Homework 1 deadline has been extended to Friday January 29, 11:55pm.
Doina's regular office hours will be cancelled on Thursday January 28. She will instead be available in the afternoon 3:30-4:00pm.
Assignment 1 is now available, due January 28. TA information has been updated below.
Lecture 1 slides have been revised to reflect that we only discussed part of the previous deck in class. Lecture 2 slides have been posted.
Class has been moved to ENGMD 280 (McDonald Engineering Building), starting on January 14, 2016, due to lack of space in the previous room
The first class takes place Tuesday, January 12, 2016
General InformationWhere: MacDonald Engineering, room 280
When: Tuesday and Thursday, 10:05-11:25am.

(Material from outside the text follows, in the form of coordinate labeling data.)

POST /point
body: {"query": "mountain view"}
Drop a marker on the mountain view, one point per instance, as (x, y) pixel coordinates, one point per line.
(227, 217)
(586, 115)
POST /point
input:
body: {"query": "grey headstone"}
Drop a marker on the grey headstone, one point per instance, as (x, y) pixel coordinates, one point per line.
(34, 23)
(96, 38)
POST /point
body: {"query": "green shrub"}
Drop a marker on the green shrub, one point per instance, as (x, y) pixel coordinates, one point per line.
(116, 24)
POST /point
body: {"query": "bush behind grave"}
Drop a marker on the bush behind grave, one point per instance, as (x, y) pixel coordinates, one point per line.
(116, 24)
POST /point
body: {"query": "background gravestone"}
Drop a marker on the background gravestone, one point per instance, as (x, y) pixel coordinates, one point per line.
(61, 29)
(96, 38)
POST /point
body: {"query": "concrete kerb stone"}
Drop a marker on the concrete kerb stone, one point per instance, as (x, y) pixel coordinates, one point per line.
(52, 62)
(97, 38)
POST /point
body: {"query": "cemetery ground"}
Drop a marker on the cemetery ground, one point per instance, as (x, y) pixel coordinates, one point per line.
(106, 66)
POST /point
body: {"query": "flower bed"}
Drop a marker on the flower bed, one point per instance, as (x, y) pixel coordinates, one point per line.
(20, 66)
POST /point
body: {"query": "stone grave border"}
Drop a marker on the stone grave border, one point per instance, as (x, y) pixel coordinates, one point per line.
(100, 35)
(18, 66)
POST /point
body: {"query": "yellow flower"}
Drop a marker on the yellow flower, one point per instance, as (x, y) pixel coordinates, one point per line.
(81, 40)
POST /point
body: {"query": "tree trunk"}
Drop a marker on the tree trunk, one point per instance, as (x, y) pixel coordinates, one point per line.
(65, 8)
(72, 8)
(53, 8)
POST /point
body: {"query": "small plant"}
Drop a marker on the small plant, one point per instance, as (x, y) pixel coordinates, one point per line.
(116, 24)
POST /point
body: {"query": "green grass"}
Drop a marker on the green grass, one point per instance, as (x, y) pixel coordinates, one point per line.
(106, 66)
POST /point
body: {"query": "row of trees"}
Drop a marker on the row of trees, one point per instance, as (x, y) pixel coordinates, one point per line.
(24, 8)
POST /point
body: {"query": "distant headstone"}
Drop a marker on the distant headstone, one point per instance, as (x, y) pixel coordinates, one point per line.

What: The goal of this class is to provide an overview of the state-of-art algorithms used in machine learning. The field of machine learning is concerned with the question of how to construct computer programs that improve automatically with experience. In recent years, many successful applications of machine learning have been developed, ranging from data-mining programs that learn to detect fraudulent credit card transactions, to autonomous vehicles that learn to drive on public highways, and computer vision programs that can recognize thousands of different object types. At the same time, there have been important advances in the theory and algorithms that form the foundation of this field. During this course, we will study both the theoretical properties of machine learning algorithms and their practical applications.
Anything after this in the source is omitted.